Legislative elections

New Jersey -

Previous: Democrats control the state House: 80 total seats (46 Dem seats, 34 Repub seats, 3 Ind and 3 vacancies); Democrats control the state Senate: 40 total seats (25 Dem seats, 15 Repub seats)

Outcome: Democrats control the state House (47 Dem seats, 27 Repub seats — 6 seats uncalled); Democrats control the state Senate (25 Dem seats, 15 Repub seats)

Virginia -

Previous: Republicans control the state House: 100 total seats (48 Repub seats, 46 Dem seats, 6 vacancies); Democrats control the state Senate: 40 total seats (22 Dem seats, 18 Repub seats)

Outcome: Democrats control the state House: 100 total seats (51 Dem seats, 47 Repub seats — 2 seats uncalled); Democrats control the state Senate: 40 total seats (21 Dem seats, 17 Repub seats — 2 seats uncalled)

Gubernatorial elections

Kentucky

Democratic incumbent Andy Beshear handily won re-election defeating MAGA extremist Daniel Cameron. Beshear made preserving abortion rights a central tenant of his campaign, while Cameron promised a draconian ban with no exceptions for rape, incest or the life of the mother.

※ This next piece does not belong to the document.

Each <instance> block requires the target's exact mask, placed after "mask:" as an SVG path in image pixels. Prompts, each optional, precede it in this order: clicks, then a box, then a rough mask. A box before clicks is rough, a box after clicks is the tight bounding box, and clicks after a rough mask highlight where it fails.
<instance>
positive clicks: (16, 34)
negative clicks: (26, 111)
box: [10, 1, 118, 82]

Beshear performed better in rural counties than he did in 2019, indicating the continuing backlash to Republican overreach on social issues and the public’s distaste for the continued insistence on nominating election deniers.

The Beshear campaign’s “Hadley” commercial was a powerful spot. Versions of this ad are likely to be a part of numerous campaigns in future elections.

Mississippi

Republican Tate Reeves avoided a runoff election to win a second term in a closer than expected race. Reeves has been dogged by multiple public corruption scandals including spending tens of millions of dollars of federal welfare funds on projects benefiting friends, family and wealthy associates.